Berlioz's music is full of interesting lines and bursts of orchestral colour. But for such a long evening, it felt rather disjointed: there seemed to be little sense of forward progression in the music or direction in the way it followed the drama - although, admittedly, it's the first time I've heard Les Troyens, so I may perhaps get a more integrated feel of the work on future listenings. The orchestra's performance, under the baton of Pappano, struck me as no more than workmanlike: there were plenty of good moments, but only a handful of occasions when I was really lifted out of my seat. It's a work that will be unfamiliar to most of the players, so I expect it will improve as the run proceeds. It improved through the evening, and the music to the great Act IV love duet was stirring.

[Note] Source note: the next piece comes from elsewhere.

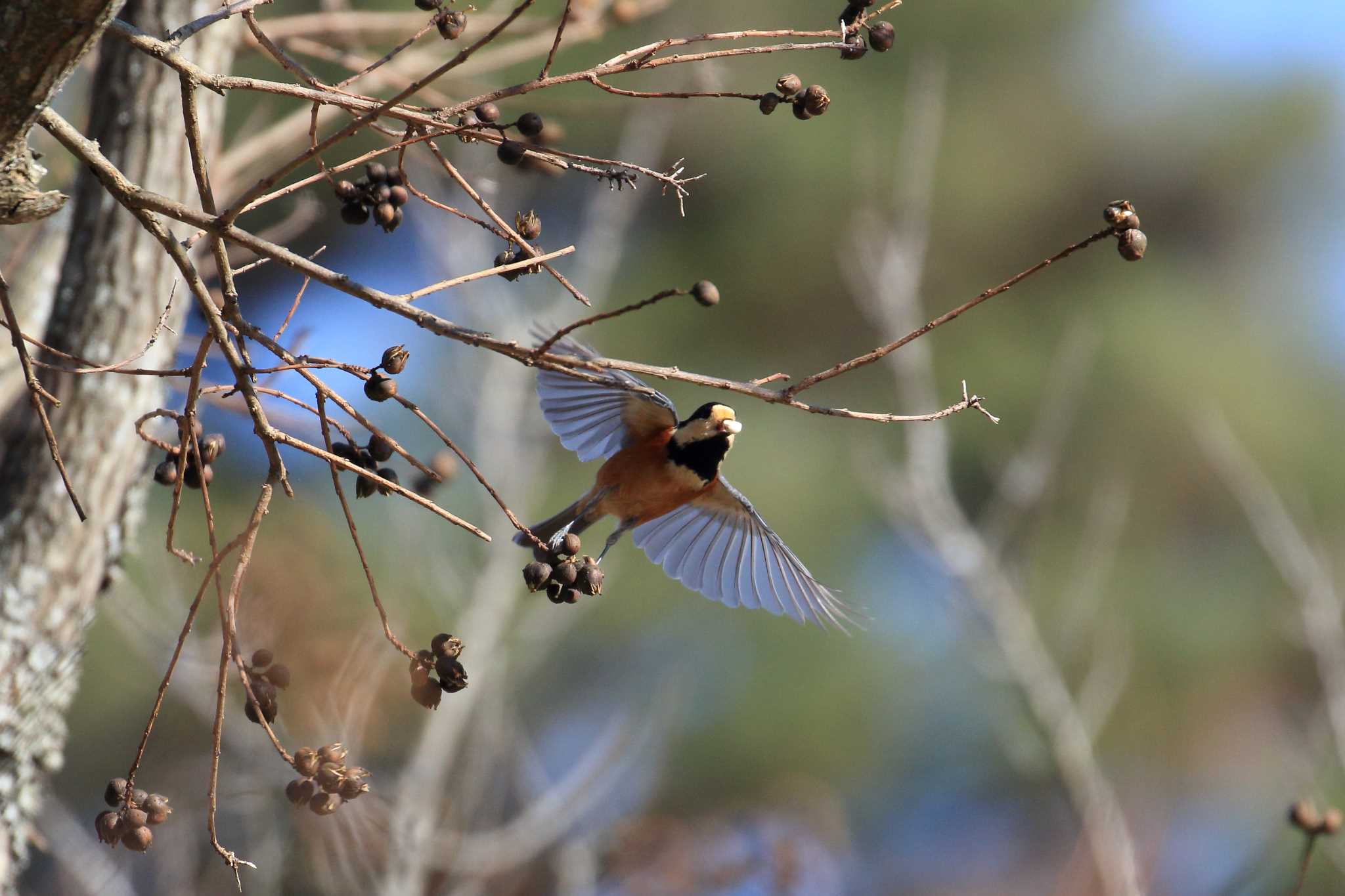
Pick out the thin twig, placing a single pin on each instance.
(37, 393)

And so on to North Africa, with the spotlight turning to Eva-Maria Westbroek as Dido. Westbroek sounded lovely, with rich generous timbre and effortless stretch to both low and high notes, somewhat at the expense of diction. However, I thought she was oddly directed by David McVicar. In Act III, Dido is supposed to be a proud queen bravely recovering from her husband's murder and establishing herself in exile. Rather, her body language was that of a carefree, spirited maiden who is charming and delightful to all around her - more Queen of the May than Queen of Carthage. Westbroek was altogether more credible in her bursts of impassioned rage and their aftermath: the scene as she agonises over his departure with her confidants was impressive, played on a completely blank stage.
I'm not personally a fan of the French Grand Opera tradition of including extended ballet sequences in operas, and Act IV of Les Troyens has several of these. The best music came in the most famous passage (the Royal Hunt and Storm), but I wasn't taken with Andrew George's choreography - ballet fans may differ. But I enjoyed an excellent comic relief scene between two Trojan guards early in Act V, and I was very taken with three fine lyrical singing performances from smaller characters. As the priest Narbal, Brindley Sherratt produced a gloriously rich bass legato; as Dido's court poet Iopas, Ji-Min Park produced a lovely lyrical pastoral hymn O blonde Cérès, and Ed Lyon sang a wonderful exile's lament.
Staging any opera on this scale is a magnificent achievement, and this production will probably keep getting better as it moves on to Vienna, Milan and San Francisco. I found this evening rather mixed - the Troy section genuinely dramatic, the Carthage section with some wonderful singing. And whisper it not: the two sections are so different that I suspect Les Troyens might work better as two operas on successive evenings (as was done prior to 1921) than as the single work as Berlioz conceived it. But this was a performance heavily sold out, mainly (I suspect) because it was the London opera season's only chance to see Jonas Kaufmann, and his appearance was sorely missed.